The Strongest Case for Continuing
The most defensible counterargument comes from researchers who distinguish between confrontational and nonconfrontational program designs. Klenowski, Bell, and Dodson published a 2010 evaluation in the Journal of Offender Rehabilitation that separated programs by approach. Purely confrontational methods โ the yelling, the intimidation, the graphic descriptions of sexual violence โ were consistently ineffective. But nonconfrontational programs featuring educational discussion and inmate mentorship showed modest, ambiguous promise.
This argument has some empirical grounding. Petrosino's nine trials did not all test identical interventions, and programs have evolved since the last randomized trial in 1992. A program built around mentorship differs from one designed to terrify.
Two facts limit this defense. First, the Campbell review included both confrontational and less confrontational variants, and the pooled effect was still harmful. The OR of 1.68 is not driven by the most extreme programs alone. Second, the A&E series that aired from 2011 to 2015 documented programs that closely resembled the original Rahway model: inmates screaming, juveniles weeping, fear dispensed as medicine. The confrontational version never disappeared. It simply got better ratings.
What We Didn't Prove
All nine trials were conducted in the United States. Whether the finding generalizes to programs in Australia, the United Kingdom, Norway, or Germany, all of which operate variants, remains untested. The trials span 1967 to 1992; no randomized trial has been published since. Programs meaningfully redesigned after 2000 might produce different results, though the burden of proof should fall on advocates given the existing evidence base.

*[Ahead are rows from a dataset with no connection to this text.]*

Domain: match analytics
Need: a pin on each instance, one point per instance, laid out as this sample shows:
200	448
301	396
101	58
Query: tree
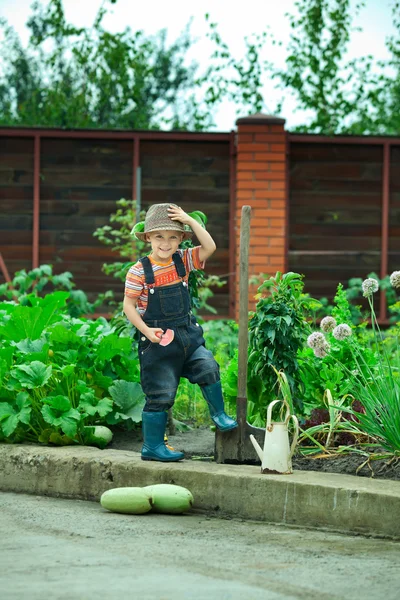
94	78
361	96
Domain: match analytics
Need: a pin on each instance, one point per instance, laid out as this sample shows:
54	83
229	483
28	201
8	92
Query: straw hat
157	219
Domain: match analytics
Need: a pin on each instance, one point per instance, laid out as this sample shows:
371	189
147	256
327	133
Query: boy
157	299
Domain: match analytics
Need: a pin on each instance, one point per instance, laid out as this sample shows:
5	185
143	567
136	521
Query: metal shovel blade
234	446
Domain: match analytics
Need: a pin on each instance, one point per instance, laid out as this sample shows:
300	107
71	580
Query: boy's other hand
151	334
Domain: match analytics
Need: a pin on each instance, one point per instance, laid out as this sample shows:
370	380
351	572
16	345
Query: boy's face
164	244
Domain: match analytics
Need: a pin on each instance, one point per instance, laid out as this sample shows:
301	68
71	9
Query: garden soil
198	444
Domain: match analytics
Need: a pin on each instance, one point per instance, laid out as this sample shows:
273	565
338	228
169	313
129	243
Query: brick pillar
261	182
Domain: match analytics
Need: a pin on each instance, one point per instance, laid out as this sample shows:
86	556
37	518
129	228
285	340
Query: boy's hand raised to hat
151	334
176	213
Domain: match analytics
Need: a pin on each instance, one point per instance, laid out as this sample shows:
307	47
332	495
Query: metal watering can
277	455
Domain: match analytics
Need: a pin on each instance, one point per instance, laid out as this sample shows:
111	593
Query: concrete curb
337	502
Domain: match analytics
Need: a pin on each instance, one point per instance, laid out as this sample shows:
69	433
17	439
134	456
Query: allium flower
395	279
328	324
316	340
342	331
323	351
369	287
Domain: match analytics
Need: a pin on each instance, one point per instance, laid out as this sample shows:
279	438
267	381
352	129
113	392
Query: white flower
369	286
328	324
316	340
395	279
342	331
322	351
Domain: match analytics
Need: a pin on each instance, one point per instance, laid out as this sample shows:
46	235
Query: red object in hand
166	337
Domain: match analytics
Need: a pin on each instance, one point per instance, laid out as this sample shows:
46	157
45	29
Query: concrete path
74	550
323	500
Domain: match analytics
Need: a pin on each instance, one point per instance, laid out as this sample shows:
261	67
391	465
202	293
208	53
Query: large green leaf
32	376
10	416
129	398
90	404
61	335
7	355
30	322
28	346
111	346
25	407
58	412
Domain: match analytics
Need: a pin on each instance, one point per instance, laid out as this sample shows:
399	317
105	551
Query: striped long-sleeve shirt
164	274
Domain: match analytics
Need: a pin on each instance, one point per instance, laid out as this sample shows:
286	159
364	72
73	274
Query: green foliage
122	240
335	373
60	374
278	329
221	339
358	312
90	77
341	96
119	238
25	288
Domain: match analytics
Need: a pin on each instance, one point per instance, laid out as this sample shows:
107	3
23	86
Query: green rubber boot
213	396
154	447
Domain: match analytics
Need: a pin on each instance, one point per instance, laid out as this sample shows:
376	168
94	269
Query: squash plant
60	374
278	329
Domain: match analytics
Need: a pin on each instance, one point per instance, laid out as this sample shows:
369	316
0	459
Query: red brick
277	128
276	203
278	185
253	128
271	212
277	222
245	137
251	185
269	156
278	147
246	147
243	175
243	157
258	222
244	194
270	194
250	166
271	138
280	166
278	242
253	203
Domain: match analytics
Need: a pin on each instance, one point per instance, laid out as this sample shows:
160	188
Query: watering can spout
256	447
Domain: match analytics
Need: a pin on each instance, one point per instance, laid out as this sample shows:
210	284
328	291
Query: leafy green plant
60	374
327	431
121	239
376	386
278	328
336	371
26	285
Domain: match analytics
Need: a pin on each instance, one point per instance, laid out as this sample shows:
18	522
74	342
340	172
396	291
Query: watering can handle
269	412
295	435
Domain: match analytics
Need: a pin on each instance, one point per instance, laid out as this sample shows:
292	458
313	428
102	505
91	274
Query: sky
235	20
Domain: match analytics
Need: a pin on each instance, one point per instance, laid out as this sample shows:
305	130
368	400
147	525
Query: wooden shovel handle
243	300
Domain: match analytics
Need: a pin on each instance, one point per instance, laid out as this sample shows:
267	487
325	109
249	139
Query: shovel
235	446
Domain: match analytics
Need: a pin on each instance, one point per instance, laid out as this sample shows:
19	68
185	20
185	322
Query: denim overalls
161	367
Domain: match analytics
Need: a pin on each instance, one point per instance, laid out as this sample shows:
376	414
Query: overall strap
179	266
148	271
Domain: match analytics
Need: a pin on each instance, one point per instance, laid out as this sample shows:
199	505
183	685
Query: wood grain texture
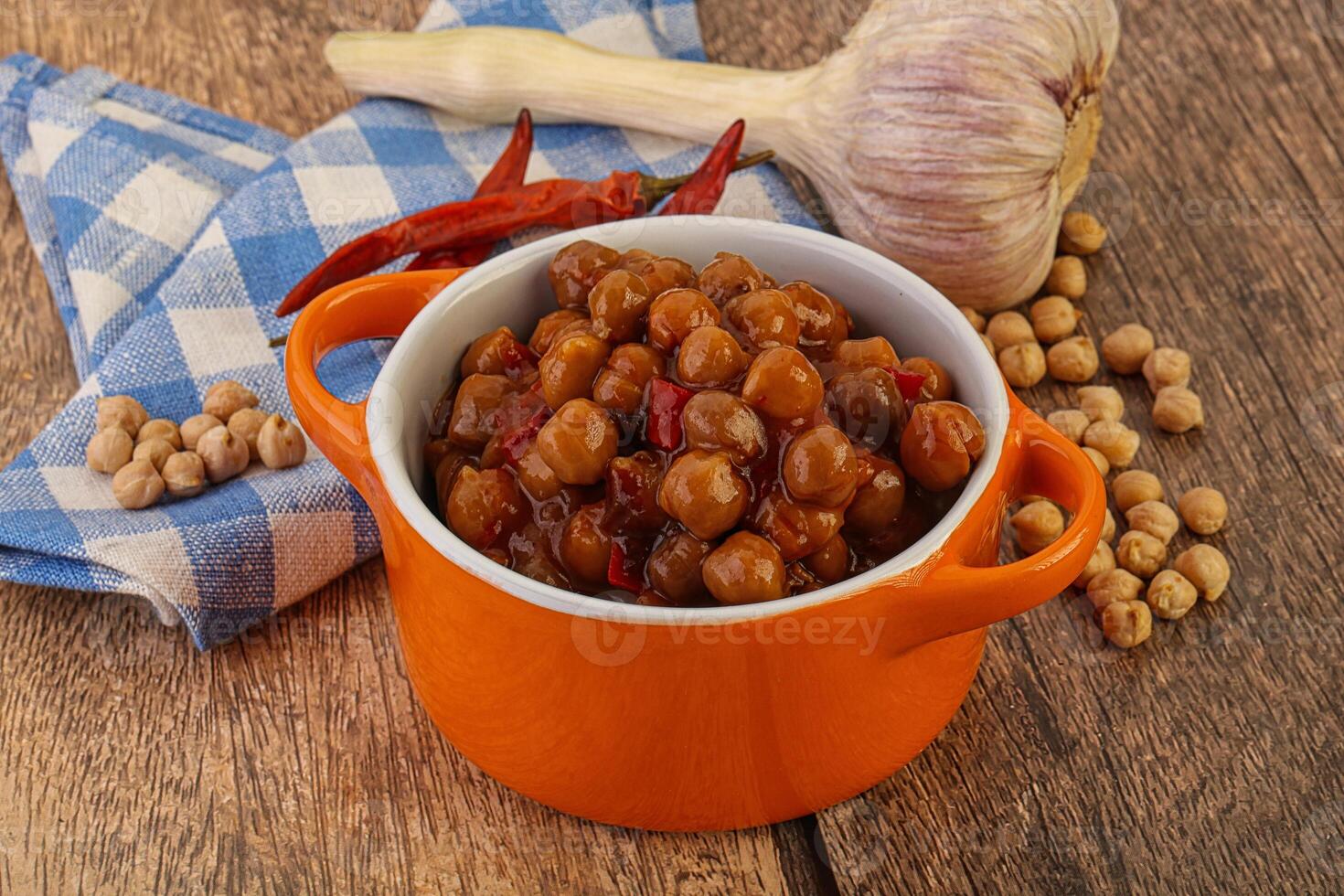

Individual trial sample sizes were modest (the largest enrolled 176 participants), which is precisely why systematic review matters: pooling nine independent experiments provides statistical power that no single trial achieved alone. The review could not disaggregate effects by race, socioeconomic status, or type of prior offense because the underlying trials rarely reported these breakdowns. The 57,600-offense estimate relies on assumptions about national enrollment that could be high or low by a factor of two; it is illustrative, not precise.
The Bottom Line
Scared Straight programs do not reduce juvenile crime. They increase it. Nine randomized controlled trials, pooled through the most rigorous evidence synthesis methodology available, consistently found that juveniles exposed to prison-visit programs were more likely to reoffend than those who received no intervention. The finding is statistically significant, robust across every analytical approach applied, and has not been overturned by any subsequent trial. These programs continue to operate because they satisfy an intuition about how deterrence should work. The data says the intuition is wrong.
What You Can Do
If you are a parent whose child has been referred to a Scared Straight program, you now have grounds to refuse. Cite the Cochrane review (DOI: 10.1002/14651858.CD002796.pub2) by name. If you work in juvenile justice, advocate for evidence-based alternatives: Functional Family Therapy and Multisystemic Therapy both show consistent reductions in juvenile reoffending across randomized trials. They cost more than a dollar-per-participant prison tour, but they produce results in the right direction. If you vote, pay attention to what your local jurisdiction funds. As of the review's most recent update, governments continued authorizing and funding these programs despite two decades of evidence documenting harm. Demand that any juvenile intervention carry a published evaluation before enrollment begins. The kids cannot advocate for themselves. The evidence can.